The Big Data Honeymoon is Over
What's driving our sudden, intense interest in data management and analytics?
By Aaron Fuller, Principal Consultant and Owner, Superior Data Strategies
The data community has been through an interesting hype cycle over the last couple of years. It's not new that we're going through this; it's been a pattern for a while. Client/server, object-oriented, service-oriented architecture, and agile are all buzz words that come to mind.
This cycle is different. It isn't just data professionals reacting. The rest of the world -- the non-technology community -- has joined the conversation in a new way.
Our leaders are not only recognizing but also voicing the importance of big data. It's like they're saying, "The big data! It's everywhere. It's everywhere, and we need it!" They have the "gimme gimme" mentality, but what they're missing is an understanding of how or what they want.
When you start digging into what data professionals mean by big data, you'll realize how odd this situation is.
Are people really that excited about the continuation of the exponential trend in data volume growth? Are they actually interested in the fact that we're managing more of our data in key-value pair and document structures? Are they fascinated by the idea of open source frameworks for statistical analysis as we are? If these questions leave you with a skeptical smirk on your face, our opinions are alike -- it just doesn't make sense.
What, then, is it? Why do we suddenly have so much interest in data management and analytics?
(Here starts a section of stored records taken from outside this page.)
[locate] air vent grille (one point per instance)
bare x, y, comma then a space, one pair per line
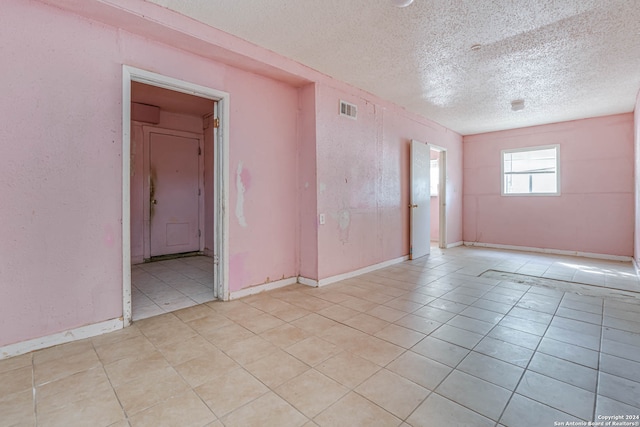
348, 110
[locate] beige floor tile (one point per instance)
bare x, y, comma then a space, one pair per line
59, 368
375, 350
348, 369
250, 350
16, 380
227, 336
230, 391
366, 323
343, 336
314, 323
62, 351
313, 350
393, 393
276, 368
16, 362
355, 410
184, 410
206, 368
99, 411
169, 334
183, 351
82, 385
17, 409
133, 347
193, 313
439, 411
131, 368
284, 335
242, 311
290, 313
260, 323
207, 324
267, 410
399, 335
116, 336
147, 391
418, 323
419, 369
338, 313
311, 392
358, 304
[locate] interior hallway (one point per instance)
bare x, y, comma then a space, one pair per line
165, 286
422, 343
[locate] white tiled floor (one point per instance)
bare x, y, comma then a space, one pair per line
422, 343
164, 286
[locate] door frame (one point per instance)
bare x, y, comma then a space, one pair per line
146, 191
442, 195
220, 178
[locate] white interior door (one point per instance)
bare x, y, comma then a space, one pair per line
420, 202
174, 194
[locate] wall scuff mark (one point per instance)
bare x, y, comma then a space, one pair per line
240, 198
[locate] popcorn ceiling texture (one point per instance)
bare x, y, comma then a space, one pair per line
567, 59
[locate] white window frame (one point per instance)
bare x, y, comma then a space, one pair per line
525, 149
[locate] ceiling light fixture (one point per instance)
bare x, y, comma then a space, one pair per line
517, 105
401, 3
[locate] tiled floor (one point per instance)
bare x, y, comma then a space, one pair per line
423, 343
165, 286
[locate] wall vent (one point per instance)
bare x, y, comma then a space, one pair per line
348, 110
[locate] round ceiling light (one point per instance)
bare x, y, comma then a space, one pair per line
401, 3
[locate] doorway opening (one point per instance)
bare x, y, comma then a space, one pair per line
438, 190
175, 169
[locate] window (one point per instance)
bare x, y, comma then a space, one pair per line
435, 177
533, 171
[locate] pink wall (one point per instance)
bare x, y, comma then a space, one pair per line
636, 233
60, 165
595, 211
363, 180
308, 184
435, 208
61, 159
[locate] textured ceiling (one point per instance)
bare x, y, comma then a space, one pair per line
568, 59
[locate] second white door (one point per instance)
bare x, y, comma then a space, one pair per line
174, 194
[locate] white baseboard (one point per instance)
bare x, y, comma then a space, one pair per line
261, 288
82, 332
369, 269
306, 281
551, 251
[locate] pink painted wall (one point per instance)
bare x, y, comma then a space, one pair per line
435, 209
61, 159
595, 212
308, 184
363, 180
60, 165
636, 233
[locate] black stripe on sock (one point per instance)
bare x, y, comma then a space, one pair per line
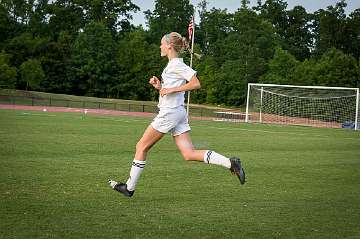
208, 156
139, 165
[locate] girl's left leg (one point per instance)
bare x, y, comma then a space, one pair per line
183, 142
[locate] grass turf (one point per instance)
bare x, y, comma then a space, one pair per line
301, 182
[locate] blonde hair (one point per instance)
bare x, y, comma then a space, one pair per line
178, 42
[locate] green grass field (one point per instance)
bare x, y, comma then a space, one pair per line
301, 182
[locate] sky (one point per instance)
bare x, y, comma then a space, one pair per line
233, 5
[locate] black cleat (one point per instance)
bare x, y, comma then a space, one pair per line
237, 169
122, 188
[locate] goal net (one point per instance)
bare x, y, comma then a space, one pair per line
333, 107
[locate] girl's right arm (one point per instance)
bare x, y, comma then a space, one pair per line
155, 82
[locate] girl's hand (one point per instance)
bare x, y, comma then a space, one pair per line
155, 82
166, 91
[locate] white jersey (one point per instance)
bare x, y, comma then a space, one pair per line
175, 74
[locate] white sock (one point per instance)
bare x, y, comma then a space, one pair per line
212, 157
135, 172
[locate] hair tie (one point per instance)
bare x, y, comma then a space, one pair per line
167, 38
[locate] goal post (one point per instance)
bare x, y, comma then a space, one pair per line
319, 106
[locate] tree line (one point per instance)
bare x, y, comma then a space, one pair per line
90, 47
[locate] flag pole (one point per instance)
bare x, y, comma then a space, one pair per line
191, 58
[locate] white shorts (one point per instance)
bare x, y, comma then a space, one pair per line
171, 120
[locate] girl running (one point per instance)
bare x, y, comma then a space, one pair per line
177, 78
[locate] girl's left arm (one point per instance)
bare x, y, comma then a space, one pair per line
193, 84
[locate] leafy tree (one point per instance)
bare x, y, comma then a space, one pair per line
330, 28
114, 14
7, 73
168, 16
298, 39
353, 33
65, 16
337, 69
281, 69
93, 61
56, 64
32, 73
137, 61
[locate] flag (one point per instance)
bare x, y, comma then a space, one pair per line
191, 28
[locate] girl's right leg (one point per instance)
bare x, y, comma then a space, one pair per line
149, 139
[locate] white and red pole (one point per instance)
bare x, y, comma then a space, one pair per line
192, 37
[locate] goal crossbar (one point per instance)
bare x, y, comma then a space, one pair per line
303, 105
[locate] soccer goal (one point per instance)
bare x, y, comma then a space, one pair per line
318, 106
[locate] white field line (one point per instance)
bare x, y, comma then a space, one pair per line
277, 132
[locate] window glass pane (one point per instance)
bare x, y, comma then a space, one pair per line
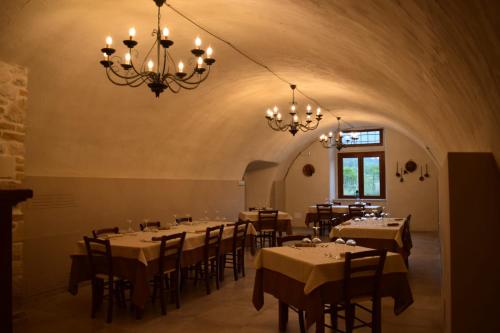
371, 176
363, 137
350, 173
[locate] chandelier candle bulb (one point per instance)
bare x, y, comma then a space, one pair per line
209, 52
165, 32
131, 33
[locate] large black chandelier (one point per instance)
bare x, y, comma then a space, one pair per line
162, 75
336, 139
275, 118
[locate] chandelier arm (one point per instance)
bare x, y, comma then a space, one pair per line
113, 81
202, 77
118, 74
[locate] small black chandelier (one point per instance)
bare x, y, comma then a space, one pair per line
275, 119
336, 139
125, 73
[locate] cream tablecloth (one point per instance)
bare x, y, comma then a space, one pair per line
253, 216
343, 209
315, 266
369, 228
139, 246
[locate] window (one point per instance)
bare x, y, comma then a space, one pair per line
363, 172
372, 137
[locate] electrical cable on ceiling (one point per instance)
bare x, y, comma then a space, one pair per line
250, 58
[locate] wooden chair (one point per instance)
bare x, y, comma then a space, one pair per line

It probably isn't nearly as sudden as it seems. What was sudden was the way the marketing term "big data" took off. Sometimes with marketing that just happens; someone hits the publicity jackpot. This time they hit the Mega Powerball. When the term "big data" emerged, there had already been a growing appreciation for data management, business intelligence, data integration, and analytics in the wider community. With the addition of a few big scandals related to data collection -- most commonly NSA and hacking of consumer credit -- big data has now reached a critical mass where people whose jobs are not primarily about data are realizing the true implications of the capabilities we possess to collect, store, and use information to change our world.
This seemingly sudden -- but truthfully not-so-sudden -- mass realization has lead to some heady times for companies, the government and their vendors. New companies are popping up that sell all kinds of specialized software and cloud services, and existing software companies are innovating their marketing, and sometimes even their products, to meet the rising demand. Enterprises in all types of industries are assembling new analytics teams, hiring data scientists and chief data officers, and spending more money with the vendors. Consultants with the right skills and experience are more valuable than ever, inevitably causing some consultants to overstate their ability to help.
However, we're at the end of the honeymoon. We've basked in the glory of all of this attention and funding for long enough.
Now business leaders are starting to ask to see the value. Those of us who manage data for a living are noticing all this unbridled enthusiasm has led to people building data systems that don't adhere to the well-established best practices of an enterprise information architecture. We're being challenged again to figure out how we're going to make a new set of technologies and approaches to systems, and to prove to organizations our work produces sustainable, productive assets.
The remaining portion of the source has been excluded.